Our Thursday lunchtime talks cover diverse aspects of the natural world in Australia and around the globe.
The talks are aimed at a well-informed general audience and everyone is welcome.
Please email Doug Laing with any questions about our Thursday talks.
5 March | Biodiversity Science in the Future. Creating Order in the Acronym Soup of Organisations
Dr Peter Schalk
Peter is Deputy Director, Naturalis Biodiversity Center, The Netherlands and the Executive Secretary of Species 2000. He will discuss the Catalogue of Life, the world’s most comprehensive and authoritative index of known animals, plants, fungi and micro-organisms, created in 2001 as a partnership between the global Species 2000 and the American Integrated Taxonomic Information System. This global index of species names and synonyms, now counting 1.9 million valid species, will further science and promote sensible measures in the context of climate change and biodiversity loss.
12 March | Simpson Desert Revisited – More Than Plants!
Dr Rosemary Purdie
In July 2019 Rosemary, a plant ecologist, spent two weeks botanising on a camel-supported walk in Munga-Thirri National Park in the eastern Simpson Desert. She will talk about the landforms and associated plants and animals seen during the dry conditions, cultural artefacts in the area traversed, and what happens when you “just add water”.
19 March | Connecting Indigenous and Scientific Plant Names
Dr Linda Broadhurst
Linda, Director of the Australian National Herbarium, will discuss a proposal to co-develop processes and practices with Indigenous communities to connect Indigenous and scientific plant names to improve the conservation and management of our Australian flora. The current approach to naming plants does not recognise Indigenous plant names and concepts, and fails to acknowledge the deep understanding of our biodiversity held by Indigenous Australians.
26 March | The History of the Potato and its Viruses
Professor Adrian Gibbs
Adrian is a virologist. Potatoes were part of the trans-Atlantic ‘Columbian Exchange’ of the 16-17th centuries.
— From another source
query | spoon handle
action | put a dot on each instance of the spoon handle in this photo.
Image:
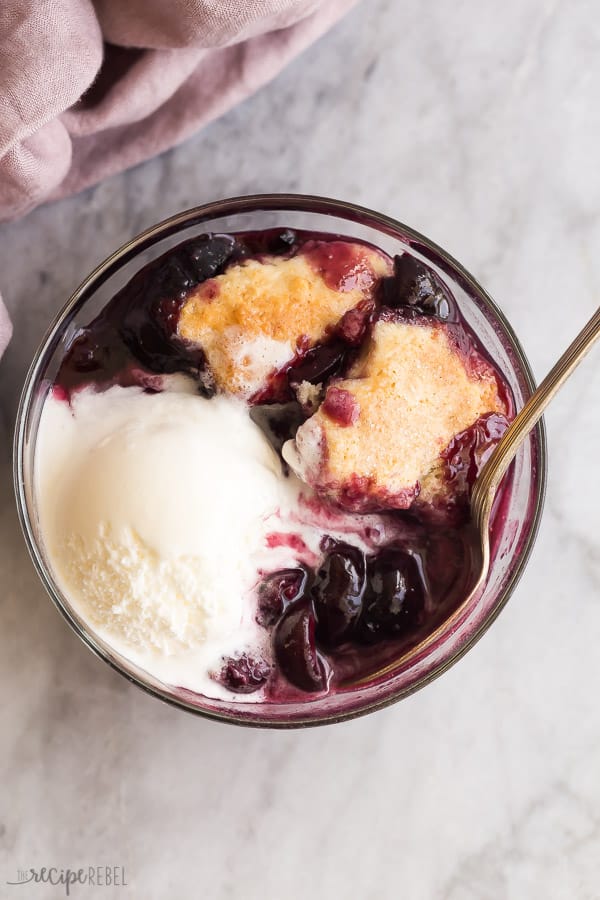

The details of the origin of the European potato have provided lively debates, however ‘molecular palaeontology’ is now sorting out possibilities, not only for the potato, but also its pathogens, especially potato virus Y. Adrian will discuss the latest findings.
2 April | Latitudinal Gradients in Seed Predation, Seed Defence and Seed Dispersal
Dr Si-Chong Chen
Si-Chong is an ecologist working on the macroecological patterns in seed ecology at the Millennium Seed Bank, Royal Botanic Gardens, Key, United Kingdom. Dr Chen’s research tests the hypothesis that seed predation and seed defence are more intense at lower latitudes, finding that both pre-dispersal seed defences and predation are more significant in more tropical climates at higher latitudes than previously expected.
9 April | The Decline of the Entomofauna and its Drivers
Dr Francisco Sanchez-Bayo
Francisco, from the Department of Environment and Energy, Canberra, works on the environmental impact and risk of chemical contaminant and ecology. He will discuss the serious and dramatic rates of decline worldwide in the biodiversity of insects. The main drivers are: habitat loss; pollution; biological factors; and climate change.
16 April | Planting Democracy: Plantings, Places and People in the Parliamentary Triangle
Dr Anna Howe
Anna, an urban geographer, has discovered on her many walks around the Parliamentary Triangle, how those who created this landscape have expressed our democracy and changing national identity. Now facing increasing and diverse demands, how will this centre of the nation continue to evolve?
23 April | The 3 R’s: Riccia, Riella and Research
Dr Chris Cargill
Chris, Curator of the Cryptogam Collections at the Australian National Herbarium, will talk about her latest research on the fascinating and beautiful thalloid liverwort Riccia. Chris will also discuss her collaborative projects with colleagues from Victoria to Valencia on the enigmatic, aquatic liverwort Riella and the halophytic Monocarpus sphaerocarpus.
30 April | The New Banksia Garden at the Gardens
David Taylor and Kevin Collins
David Taylor, Curator of Living Collections, ANBG, and Kevin Collins, Banksia specialist from Western Australia, will talk about the new Banksia Garden at the ANBG. They will take you through some of the challenges, thinking, planning and collaboration that has gone into bringing this garden to reality and why all the efforts are worthwhile.